McKnight stood up. "Investigate further? There's a war going on. Outside these walls, millions are hitting the road with nowhere to go but six feet under. If you think we have either the time or inclination to launch an investigation, you are sadly mistaken. As a citizen of the vampire nation of Miami, you are not even entitled to trial by military court. Instead, you'll be sentenced by my commanding officers." She leaned forward, hands on the table, and stared Selah full in the face. "Did you really think you'd get away with murdering a Colonel?"

"You don't care about the truth, do you?" said Selah. "Call General Adams. In Miami. He'll back me up."

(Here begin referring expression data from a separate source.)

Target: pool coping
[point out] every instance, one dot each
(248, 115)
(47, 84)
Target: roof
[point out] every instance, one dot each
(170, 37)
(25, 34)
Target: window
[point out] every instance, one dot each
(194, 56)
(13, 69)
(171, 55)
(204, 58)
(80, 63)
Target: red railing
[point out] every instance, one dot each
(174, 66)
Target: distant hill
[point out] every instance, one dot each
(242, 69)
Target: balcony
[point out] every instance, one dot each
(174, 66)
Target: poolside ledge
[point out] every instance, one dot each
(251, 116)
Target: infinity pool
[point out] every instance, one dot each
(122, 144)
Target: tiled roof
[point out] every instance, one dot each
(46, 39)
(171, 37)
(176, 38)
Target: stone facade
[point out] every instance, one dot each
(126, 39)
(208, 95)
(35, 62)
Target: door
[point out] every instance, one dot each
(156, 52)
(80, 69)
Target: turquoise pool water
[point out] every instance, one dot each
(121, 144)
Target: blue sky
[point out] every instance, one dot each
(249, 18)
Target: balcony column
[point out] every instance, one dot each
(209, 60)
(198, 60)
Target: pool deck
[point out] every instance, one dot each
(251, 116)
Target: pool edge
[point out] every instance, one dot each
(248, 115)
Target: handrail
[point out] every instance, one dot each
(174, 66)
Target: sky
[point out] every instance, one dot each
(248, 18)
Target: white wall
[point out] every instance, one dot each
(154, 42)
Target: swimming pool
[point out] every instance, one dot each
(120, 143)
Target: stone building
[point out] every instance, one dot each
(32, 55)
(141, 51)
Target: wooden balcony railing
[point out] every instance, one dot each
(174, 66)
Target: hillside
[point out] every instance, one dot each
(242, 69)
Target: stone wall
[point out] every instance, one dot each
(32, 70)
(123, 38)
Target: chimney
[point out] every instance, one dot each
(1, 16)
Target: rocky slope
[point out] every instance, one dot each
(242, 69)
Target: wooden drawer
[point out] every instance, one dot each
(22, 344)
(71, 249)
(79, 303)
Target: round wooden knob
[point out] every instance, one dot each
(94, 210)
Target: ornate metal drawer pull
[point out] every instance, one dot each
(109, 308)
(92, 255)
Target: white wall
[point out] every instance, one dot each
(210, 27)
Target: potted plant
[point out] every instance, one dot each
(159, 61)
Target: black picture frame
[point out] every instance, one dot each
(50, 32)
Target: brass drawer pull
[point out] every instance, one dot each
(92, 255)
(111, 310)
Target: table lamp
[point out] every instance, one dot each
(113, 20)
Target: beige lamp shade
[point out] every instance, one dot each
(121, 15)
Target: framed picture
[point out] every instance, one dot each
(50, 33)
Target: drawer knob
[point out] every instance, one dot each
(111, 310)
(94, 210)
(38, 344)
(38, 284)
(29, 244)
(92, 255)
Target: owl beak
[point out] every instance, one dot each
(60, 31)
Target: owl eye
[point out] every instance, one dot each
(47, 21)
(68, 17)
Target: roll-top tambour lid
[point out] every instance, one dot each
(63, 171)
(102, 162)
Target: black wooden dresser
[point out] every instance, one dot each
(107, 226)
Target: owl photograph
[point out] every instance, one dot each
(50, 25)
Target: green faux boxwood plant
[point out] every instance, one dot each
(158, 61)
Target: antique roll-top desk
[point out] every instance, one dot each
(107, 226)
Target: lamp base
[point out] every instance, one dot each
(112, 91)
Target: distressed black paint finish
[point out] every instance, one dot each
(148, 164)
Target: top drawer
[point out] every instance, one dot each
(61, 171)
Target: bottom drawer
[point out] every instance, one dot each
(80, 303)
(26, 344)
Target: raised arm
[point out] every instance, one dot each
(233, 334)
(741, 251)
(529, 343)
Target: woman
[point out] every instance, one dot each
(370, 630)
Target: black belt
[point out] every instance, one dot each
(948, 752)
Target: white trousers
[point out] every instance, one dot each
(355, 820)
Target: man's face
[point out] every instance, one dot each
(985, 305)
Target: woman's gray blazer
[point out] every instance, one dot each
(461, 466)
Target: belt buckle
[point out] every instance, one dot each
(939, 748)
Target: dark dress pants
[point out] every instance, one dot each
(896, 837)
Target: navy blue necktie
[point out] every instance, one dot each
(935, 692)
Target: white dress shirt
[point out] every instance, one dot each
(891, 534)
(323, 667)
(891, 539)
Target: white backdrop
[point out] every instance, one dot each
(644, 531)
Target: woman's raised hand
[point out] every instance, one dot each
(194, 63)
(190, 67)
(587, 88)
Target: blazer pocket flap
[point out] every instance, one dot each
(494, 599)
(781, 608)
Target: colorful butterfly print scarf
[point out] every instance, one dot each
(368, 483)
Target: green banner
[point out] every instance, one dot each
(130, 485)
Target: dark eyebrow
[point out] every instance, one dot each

"General Adams?" The Sergeant stopped, halfway to the door. She looked back over her shoulder. "The General that signed the Peace Treaty? He retired. Nobody's spoken to him in years."

"He's alive!" Selah stood and then struggled against the two soldiers as they fought to restrain her. "He's in Miami! I spoke to him! You have to get in touch, he can prove--" Selah doubled over as one of the soldiers rammed the butt of his rifle into her solar plexus. Her entire chest seized up and she gasped, unable to breathe, eyes wide as she stared at the closing door.

It was too late. The Sergeant had already left.

Chapter 3

 

The night passed slowly. For the first time in what felt like an eternity, the setting of the sun did not draw forth Sawiskera's power. Selah didn't feel her eyes change, didn't feel her blood quicken. There was no slow build-up of power, no sense of burgeoning immortality. Just fatigue. Just pain. Just a grim resolution to not give into despair.

Sitting with her back to the bars, she tried to find a comfortable spot, but soon gave up. The soldiers had cinched her hands tightly behind her back and they were already throbbing, swollen once more.

"You there?" It felt strange, questioning the dark. Like throwing pebbles into a well.